Poin penting yang digarisbawahi adalah alur penyelesaian masalah (problem solving) yang berjenjang. Komite diminta untuk tidak gegabah membawa masalah langsung ke level birokrasi tertinggi tanpa melalui proses diskusi di tingkat bawah.
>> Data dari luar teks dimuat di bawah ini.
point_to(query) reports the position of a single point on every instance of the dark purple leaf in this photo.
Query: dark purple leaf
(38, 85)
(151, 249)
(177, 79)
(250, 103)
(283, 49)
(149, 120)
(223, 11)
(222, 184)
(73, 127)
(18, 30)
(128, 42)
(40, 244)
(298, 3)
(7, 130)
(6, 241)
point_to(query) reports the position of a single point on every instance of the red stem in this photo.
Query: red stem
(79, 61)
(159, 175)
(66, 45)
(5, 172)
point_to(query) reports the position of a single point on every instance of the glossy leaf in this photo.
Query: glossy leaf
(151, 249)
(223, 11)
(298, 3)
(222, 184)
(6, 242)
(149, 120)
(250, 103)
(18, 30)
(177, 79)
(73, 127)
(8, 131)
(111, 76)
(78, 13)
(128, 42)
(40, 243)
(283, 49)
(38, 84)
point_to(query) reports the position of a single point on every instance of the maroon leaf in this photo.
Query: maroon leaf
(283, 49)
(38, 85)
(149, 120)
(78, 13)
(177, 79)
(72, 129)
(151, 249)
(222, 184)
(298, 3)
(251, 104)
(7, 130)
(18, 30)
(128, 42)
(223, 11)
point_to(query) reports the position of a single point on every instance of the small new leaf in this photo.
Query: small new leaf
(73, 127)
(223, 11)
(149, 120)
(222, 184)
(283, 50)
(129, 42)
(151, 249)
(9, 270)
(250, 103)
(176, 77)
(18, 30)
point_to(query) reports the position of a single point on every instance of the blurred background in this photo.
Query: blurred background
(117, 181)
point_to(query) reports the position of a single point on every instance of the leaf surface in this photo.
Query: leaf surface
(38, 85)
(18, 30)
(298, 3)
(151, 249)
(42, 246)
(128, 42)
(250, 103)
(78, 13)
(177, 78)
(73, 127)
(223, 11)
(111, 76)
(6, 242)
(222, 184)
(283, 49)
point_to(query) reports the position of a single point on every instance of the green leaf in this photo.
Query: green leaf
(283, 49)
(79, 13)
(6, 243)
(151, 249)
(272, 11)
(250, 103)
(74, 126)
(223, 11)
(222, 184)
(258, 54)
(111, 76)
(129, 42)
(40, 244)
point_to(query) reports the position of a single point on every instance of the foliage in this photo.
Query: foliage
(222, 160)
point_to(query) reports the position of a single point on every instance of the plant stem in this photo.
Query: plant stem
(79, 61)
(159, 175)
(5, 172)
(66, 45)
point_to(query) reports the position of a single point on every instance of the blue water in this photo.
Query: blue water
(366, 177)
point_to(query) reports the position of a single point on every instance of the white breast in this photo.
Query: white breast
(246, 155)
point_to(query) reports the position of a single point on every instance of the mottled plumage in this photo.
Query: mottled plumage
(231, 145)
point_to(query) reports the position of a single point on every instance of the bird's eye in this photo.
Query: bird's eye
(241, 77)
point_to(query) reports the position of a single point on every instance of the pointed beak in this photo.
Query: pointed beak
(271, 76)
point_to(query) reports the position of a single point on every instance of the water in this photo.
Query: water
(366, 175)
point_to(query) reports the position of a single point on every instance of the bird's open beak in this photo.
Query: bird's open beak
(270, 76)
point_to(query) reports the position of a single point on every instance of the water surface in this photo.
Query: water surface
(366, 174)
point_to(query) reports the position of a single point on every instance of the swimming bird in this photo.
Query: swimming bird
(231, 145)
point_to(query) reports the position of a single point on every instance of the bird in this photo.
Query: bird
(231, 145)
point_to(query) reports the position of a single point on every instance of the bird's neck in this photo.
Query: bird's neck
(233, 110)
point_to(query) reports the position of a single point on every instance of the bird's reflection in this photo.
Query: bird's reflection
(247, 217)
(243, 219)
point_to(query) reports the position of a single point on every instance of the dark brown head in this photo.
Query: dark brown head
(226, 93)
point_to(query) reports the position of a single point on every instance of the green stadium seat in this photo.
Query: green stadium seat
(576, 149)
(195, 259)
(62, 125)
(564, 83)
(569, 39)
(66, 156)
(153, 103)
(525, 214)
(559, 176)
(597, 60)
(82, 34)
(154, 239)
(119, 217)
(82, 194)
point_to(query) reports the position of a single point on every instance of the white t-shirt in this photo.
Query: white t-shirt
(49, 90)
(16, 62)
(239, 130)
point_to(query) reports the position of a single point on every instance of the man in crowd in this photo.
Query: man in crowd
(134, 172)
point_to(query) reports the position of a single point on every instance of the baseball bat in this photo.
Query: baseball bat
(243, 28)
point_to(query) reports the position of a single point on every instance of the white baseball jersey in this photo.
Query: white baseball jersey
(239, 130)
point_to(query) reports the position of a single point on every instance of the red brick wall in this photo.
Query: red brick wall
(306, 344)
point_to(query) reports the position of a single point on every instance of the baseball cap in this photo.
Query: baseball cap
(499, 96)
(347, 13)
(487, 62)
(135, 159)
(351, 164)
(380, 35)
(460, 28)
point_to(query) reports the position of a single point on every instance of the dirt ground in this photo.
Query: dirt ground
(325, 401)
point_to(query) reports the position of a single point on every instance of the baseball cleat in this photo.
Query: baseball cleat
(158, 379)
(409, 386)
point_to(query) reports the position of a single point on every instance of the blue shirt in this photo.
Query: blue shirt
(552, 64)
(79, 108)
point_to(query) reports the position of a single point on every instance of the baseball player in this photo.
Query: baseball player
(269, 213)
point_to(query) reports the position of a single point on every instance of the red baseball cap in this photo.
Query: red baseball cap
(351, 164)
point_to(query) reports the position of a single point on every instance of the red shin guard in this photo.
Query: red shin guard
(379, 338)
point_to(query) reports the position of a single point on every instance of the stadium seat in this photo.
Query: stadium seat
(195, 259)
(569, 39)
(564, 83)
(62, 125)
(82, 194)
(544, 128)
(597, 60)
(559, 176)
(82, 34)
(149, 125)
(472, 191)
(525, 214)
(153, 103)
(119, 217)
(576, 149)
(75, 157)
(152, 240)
"Yuk kita ngobrol dulu kasusnya seperti apa, sama-sama duduk. Ngobrol dulu dengan Dewan Pendidikan, baru ke Disdik-nya. Nanti lama (kalau langsung) ke Bupati mah. Selesaikan dulu sama kita di sini," lanjutnya., begitulah ungkapan sekretaris dewan pendidikan kab subang, kang Haji Nurdin Hidayat, yang sekaligus menjadi ketua panitia pelaksanaan bimtek tersebut, saat kami wawancarai, beliau juga menambahkan
bahwa Komite Sekolah harus mengedepankan musyawarah mufakat di internal sekolah atau lingkup pendidikan terdekat sebelum melibatkan pejabat daerah yang lebih tinggi. Tujuannya agar solusi didapat lebih cepat dan suasana sekolah tetap kondusif, senada dengan hal tersebut ketua dewan pendidikan kab subang, hj ellys langi menambahkan bahwa ada
Tiga Peran Kunci Komite
Secara keseluruhan, penguatan komite sekolah dalam Bimtek ini difokuskan pada pilar-pilar utama untuk mendongkrak mutu pelayanan, yaitu:
• Fungsi Pertimbangan (Advisory): Memberi masukan agar kurikulum sesuai dengan kondisi siswa.
• Fungsi Pendukung (Supporting): Menggalang dukungan sarana belajar, termasuk membantu pengadaan fasilitas yang tidak tercover oleh dana BOS.
• Fungsi Pengontrol (Controlling): Mengawasi pelaksanaan kurikulum dan menjadi penengah (mediator) yang objektif jika terjadi perselisihan atau keluhan.
Melalui kegiatan ini, diharapkan Komite Sekolah tidak lagi pasif, namun juga tidak reaktif secara emosional. Komite diharapkan mampu memberikan masukan kritis yang konstruktif, serta menyelesaikan masalah dengan kepala dingin regulasi.